Following a 55-38 defeat at Belfry in August, Tates Creek had lost eight straight games dating to last season. A win over Paul Laurence Dunbar to open September snapped that streak, as well as a five-game skid to city opponents and nine straight losses to Class 6A foes.
Crucial to the Commodores' resurgence — on Friday night they'll host just their second playoff game since 2004 — has been quarterback Peyton Burke.
Burke, who began to take over passing duties last year before a hamstring injury ended his season early, came into his senior year healthy and eager to embrace a new spread attack that Coach Antoine Sims planned to employ.
Burke has embraced it all right, to the tune of more than 2,300 yards and 32 touchdowns, numbers that put him atop Class 6A and among the leaders statewide in those categories.
The offensive transition from year one to year two, Sims said, was smooth thanks to a senior class that quickly bought in and had no problem assuming ownership of the team. Burke personifies that leadership.
"I can honestly say he's been at this stadium every day of the week since January, just doing some type of work," Sims said of Burke. "That's his level of dedication.
"If he's not at the stadium he's at the park throwing footballs. ... He's running hills, he's lifting weights. He's got the linemen doing extra conditioning and stuff like that."
It's fitting that Burke — a grandson of the late Roy Walton, a Tates Creek icon — has the Commodores flying high. Getting to wear the maroon and white in the stadium named after his grandfather is something he cherishes.
"That's my favorite thing," he said. " ... I'm just trying to honor him every game."
But, of course, in his own way. Walton's teams were known for their strict adherence to running the football; Burke is tied for the team lead in rushing at 313 yards and four touchdowns, but his strength lies in finding a host of receivers — Jackson Beerman, Turner Gentry, Robbie Lofton and Andrew Ransdell — to create plays. They "make me look good," Burke said.
Team members wear bracelets emblazoned with Walton mantras — "Never give up," "Stay strong" — but Burke doesn't feel the burden of any extra pressure playing in his grandfather's shadow.
"He was a coach, I'm a player," he said. "I just gotta come out and do my own thing and try to make a name for myself."
The Commodores are tied for ninth in scoring in Class 6A at 32.6 points per game. They're averaging 12 more points this season than last, a fact not lost on Burke.

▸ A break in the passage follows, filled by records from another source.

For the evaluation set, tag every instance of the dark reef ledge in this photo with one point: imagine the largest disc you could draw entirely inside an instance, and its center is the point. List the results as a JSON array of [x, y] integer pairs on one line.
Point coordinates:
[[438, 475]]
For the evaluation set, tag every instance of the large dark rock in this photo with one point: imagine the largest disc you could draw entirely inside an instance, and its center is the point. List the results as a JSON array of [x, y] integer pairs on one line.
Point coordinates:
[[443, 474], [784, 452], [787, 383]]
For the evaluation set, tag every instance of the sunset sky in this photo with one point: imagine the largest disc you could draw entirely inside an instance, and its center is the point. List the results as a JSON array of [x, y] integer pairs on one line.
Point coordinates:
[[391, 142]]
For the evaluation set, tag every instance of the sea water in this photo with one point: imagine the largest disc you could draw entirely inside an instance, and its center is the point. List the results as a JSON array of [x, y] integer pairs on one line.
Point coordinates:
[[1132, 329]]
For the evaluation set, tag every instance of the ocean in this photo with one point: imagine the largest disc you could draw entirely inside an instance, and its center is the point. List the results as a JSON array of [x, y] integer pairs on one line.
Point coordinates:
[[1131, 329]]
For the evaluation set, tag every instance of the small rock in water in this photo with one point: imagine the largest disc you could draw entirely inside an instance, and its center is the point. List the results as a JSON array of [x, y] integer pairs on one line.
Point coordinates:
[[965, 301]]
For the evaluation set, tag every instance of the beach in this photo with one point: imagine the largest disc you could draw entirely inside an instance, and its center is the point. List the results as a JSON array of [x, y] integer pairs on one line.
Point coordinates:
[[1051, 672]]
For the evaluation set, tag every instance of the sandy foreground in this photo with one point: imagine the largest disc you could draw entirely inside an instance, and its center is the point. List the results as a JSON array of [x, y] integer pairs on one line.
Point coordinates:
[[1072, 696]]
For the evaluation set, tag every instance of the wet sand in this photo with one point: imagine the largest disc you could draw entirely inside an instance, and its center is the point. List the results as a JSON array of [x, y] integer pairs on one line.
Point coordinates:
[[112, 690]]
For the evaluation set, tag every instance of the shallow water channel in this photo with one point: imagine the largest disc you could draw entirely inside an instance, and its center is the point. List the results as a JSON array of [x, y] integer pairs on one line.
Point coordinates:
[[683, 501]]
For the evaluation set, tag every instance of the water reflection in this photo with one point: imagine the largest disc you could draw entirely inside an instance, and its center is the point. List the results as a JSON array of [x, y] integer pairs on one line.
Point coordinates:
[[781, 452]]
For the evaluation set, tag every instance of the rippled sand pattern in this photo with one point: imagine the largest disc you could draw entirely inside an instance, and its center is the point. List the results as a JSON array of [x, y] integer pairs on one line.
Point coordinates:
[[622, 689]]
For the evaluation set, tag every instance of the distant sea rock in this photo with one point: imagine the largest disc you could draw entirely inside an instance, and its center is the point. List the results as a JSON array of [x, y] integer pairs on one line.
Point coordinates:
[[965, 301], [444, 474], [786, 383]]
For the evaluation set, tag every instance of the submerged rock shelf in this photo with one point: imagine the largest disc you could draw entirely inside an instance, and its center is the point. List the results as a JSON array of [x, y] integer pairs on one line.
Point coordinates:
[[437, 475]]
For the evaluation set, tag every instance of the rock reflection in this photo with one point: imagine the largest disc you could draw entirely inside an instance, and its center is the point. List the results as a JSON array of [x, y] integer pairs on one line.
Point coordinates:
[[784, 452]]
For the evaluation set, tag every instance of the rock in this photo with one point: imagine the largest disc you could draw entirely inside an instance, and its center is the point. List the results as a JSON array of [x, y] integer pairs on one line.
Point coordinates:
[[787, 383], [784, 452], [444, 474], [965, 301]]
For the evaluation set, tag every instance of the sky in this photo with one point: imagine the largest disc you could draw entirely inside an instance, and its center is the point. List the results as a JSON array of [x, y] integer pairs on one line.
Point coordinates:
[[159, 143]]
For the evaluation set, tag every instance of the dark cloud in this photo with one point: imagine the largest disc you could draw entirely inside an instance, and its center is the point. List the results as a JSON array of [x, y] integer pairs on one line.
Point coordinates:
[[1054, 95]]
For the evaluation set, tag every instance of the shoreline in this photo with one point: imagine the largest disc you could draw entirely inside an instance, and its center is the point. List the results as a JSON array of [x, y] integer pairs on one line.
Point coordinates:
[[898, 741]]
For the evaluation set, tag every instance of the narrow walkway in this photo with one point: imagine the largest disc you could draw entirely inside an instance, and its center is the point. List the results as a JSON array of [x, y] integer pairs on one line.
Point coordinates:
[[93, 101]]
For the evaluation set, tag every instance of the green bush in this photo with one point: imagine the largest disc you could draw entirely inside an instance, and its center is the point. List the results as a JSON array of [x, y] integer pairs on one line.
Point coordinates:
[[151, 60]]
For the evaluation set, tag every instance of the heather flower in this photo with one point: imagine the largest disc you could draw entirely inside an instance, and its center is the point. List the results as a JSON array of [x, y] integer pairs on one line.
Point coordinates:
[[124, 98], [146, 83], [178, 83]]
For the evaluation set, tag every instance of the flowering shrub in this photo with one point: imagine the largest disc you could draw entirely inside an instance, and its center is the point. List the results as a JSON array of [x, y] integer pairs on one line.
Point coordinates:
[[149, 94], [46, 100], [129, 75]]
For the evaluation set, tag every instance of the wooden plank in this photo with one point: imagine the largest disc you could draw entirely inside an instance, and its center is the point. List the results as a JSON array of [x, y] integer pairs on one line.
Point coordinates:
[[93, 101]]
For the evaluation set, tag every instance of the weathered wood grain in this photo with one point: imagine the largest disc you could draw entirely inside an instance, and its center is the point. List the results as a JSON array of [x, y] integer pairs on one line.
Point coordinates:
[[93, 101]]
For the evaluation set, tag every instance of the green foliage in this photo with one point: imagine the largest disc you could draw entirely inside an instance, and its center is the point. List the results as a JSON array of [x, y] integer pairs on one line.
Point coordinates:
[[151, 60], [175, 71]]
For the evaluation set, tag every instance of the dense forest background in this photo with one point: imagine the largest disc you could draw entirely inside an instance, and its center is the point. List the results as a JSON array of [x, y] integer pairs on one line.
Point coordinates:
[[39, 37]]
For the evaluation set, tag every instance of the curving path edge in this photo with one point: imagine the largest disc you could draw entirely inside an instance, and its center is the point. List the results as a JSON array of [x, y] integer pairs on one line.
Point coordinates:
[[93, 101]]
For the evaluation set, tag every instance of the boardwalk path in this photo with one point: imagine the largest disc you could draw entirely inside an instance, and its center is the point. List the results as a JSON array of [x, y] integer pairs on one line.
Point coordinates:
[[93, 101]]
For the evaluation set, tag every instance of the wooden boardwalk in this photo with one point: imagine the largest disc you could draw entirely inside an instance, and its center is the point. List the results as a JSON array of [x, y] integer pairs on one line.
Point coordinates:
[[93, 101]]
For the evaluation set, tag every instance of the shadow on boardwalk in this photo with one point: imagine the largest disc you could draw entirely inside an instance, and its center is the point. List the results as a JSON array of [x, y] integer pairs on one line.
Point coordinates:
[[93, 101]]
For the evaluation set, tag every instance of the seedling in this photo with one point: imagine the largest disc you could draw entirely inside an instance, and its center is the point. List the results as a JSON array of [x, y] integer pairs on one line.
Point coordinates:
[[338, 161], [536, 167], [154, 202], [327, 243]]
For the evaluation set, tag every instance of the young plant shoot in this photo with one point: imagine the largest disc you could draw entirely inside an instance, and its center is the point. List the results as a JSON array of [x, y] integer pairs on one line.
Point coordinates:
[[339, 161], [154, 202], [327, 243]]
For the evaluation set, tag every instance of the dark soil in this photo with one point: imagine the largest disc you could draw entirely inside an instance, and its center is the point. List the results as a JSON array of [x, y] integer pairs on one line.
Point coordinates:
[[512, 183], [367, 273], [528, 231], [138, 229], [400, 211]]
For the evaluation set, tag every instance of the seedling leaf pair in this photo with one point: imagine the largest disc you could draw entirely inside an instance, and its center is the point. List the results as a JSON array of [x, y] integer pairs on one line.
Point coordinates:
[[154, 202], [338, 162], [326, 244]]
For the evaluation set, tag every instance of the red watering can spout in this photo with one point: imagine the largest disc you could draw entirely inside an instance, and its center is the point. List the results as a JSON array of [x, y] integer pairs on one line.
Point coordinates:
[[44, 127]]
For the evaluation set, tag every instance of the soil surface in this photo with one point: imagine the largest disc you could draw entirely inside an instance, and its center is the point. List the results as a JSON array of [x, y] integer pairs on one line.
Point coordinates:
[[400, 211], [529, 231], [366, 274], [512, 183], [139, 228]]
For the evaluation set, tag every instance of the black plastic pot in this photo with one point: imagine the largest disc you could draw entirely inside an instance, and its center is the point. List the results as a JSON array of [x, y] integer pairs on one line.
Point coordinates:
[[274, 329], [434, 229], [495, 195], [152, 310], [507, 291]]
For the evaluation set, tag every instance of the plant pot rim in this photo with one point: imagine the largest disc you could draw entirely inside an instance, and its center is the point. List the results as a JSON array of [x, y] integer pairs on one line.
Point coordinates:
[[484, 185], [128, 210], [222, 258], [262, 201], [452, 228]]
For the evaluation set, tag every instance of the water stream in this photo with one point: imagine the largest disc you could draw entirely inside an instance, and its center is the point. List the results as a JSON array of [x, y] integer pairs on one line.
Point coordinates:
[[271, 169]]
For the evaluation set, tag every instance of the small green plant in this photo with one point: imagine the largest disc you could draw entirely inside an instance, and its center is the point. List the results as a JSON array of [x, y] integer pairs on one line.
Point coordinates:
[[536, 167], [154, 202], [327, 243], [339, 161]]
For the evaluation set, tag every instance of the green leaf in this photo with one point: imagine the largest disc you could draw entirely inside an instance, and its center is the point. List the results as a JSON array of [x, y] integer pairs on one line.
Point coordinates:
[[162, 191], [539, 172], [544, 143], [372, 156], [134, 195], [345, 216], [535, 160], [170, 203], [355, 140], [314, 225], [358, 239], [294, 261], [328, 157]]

"Last year we barely scored any points," Burke said of a squad that reached 30 or more points just twice last season. This year they've managed "big numbers that we had no chance of putting up last year."
The only other team to hang 30-plus points on Class 3A juggernaut Belfry this season was Cabell Midland, the top-ranked team in West Virginia. Burke called that trip to Pike County the "most fun game of the season" because of the raucous fan atmosphere that couldn't compare to any he'd seen in Lexington.
"There were crazy fans yelling stuff," Burke said. "... They were asking us if we were ready, saying that we didn't really know football down here."
Tates Creek was part of the highest-scoring game in the city this year — a 70-64 loss to Henry Clay in which the Commodores accumulated 644 yards of offense.
Burke threw for 327 yards and five TDs, including a 15-yard score to Curtis Zambrano with nine seconds left, in that one. He rushed for 76 yards and a score.
"It was fun," Burke said of that mid-September contest. "... You just don't expect to come into a game and think you're gonna score 64 points and the other team 70. That's just not what you're used to seeing in football."
Eyes on another streak
Tates Creek will look to end another streak when it hosts Bryan Station for the second time this season — only this game will send someone home until August.
The Commodores have dropped five straight games to the Defenders dating to 2011.
The last time the two met in the playoffs? It was 1999, a 55-16 Bryan Station win in the state semifinals of what was then Class 4A.
"You've just gotta come out thinking you can win," Burke said. "Can't make any mistakes and just play how you practice. Get the job done."